Boko Haram suspected of two more attacks in Nigeria
Two massacres in northern Borno state
Boko Haram Islamist militants are suspected of the ambushing and killing of 48 fish vendors in northern Nigeria near the border with Chad. The attack took place in the troubled Borno state on 20 November but the news did not reach the media for several days because the area's mobile phone masts were destroyed by Boko Haram.
The traders had been on their way to Chad to buy fish when they were ambushed by insurgents near Doron Baga village on the shores of Lake Chad, about 180km north of Maiduguri, the Borno state capital.
The extremists reportedly killed some of the fish traders by slitting their throats, others by tying them up and drowing them in the lake.
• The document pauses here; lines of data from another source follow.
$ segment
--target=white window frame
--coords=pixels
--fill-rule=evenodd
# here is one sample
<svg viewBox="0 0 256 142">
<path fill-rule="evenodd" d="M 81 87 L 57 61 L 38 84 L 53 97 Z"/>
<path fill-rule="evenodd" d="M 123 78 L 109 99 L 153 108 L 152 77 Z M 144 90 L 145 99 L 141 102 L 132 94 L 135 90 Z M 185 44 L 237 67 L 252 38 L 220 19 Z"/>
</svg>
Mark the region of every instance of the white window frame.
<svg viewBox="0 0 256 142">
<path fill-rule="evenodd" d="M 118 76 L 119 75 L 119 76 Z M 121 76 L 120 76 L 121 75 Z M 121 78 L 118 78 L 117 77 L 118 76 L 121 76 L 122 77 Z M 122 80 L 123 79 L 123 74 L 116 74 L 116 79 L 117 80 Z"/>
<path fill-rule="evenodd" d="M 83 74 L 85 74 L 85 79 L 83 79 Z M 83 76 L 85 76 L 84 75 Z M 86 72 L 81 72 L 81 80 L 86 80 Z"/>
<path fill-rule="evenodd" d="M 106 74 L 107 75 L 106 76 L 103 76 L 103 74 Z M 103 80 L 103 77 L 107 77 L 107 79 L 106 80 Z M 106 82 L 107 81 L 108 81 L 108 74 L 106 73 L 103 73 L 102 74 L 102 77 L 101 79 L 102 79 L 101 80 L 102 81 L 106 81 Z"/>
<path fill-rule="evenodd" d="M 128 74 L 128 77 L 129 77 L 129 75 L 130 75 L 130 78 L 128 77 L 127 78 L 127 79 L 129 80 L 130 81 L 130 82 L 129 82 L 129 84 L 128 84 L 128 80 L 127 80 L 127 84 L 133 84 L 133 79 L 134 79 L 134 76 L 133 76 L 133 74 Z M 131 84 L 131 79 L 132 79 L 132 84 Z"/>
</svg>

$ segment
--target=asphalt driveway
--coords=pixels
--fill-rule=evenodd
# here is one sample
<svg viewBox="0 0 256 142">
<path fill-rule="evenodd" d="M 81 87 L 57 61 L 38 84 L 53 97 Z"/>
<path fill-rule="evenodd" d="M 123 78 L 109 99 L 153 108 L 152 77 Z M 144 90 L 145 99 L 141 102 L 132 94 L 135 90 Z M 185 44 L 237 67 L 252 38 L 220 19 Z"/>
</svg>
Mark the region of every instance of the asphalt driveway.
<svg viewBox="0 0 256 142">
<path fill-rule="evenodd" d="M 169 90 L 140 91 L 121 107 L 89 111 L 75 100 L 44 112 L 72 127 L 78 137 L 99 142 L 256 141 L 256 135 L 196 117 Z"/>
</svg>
It is believed the militants refrained from firing weapons to avoid attracting the attention of the military task force deployed in the region to counter their terrorist activity.
The Multi-National Joint Task Force (MNJTF) comprises troops from Nigeria, Chad and Niger and is stationed near the scene of the Boko Haram attack. Originally formed in 1998 to combat trans-border crime the mandate of the MNJTF was expanded recently as part of efforts to tackle the Boko Haram insurgency in the region, however so far the task force has not had much success.
On 19 November, the day before the fish traders' massacre, Boko Haram gunmen attacked the village of Azaya Kura, also in Borno state, killing at least 45 people. The victims' hands were tied behind their backs and their throats slit, in an apparent revenge attack after villagers identified four insurgents that were subsequently killed by soldiers.
On 10 November a Boko Haram suicide bomber disguised as a student killed at least 48 people and injured about 80 at a boys' school in Potiskum in the northeastern Yobe State.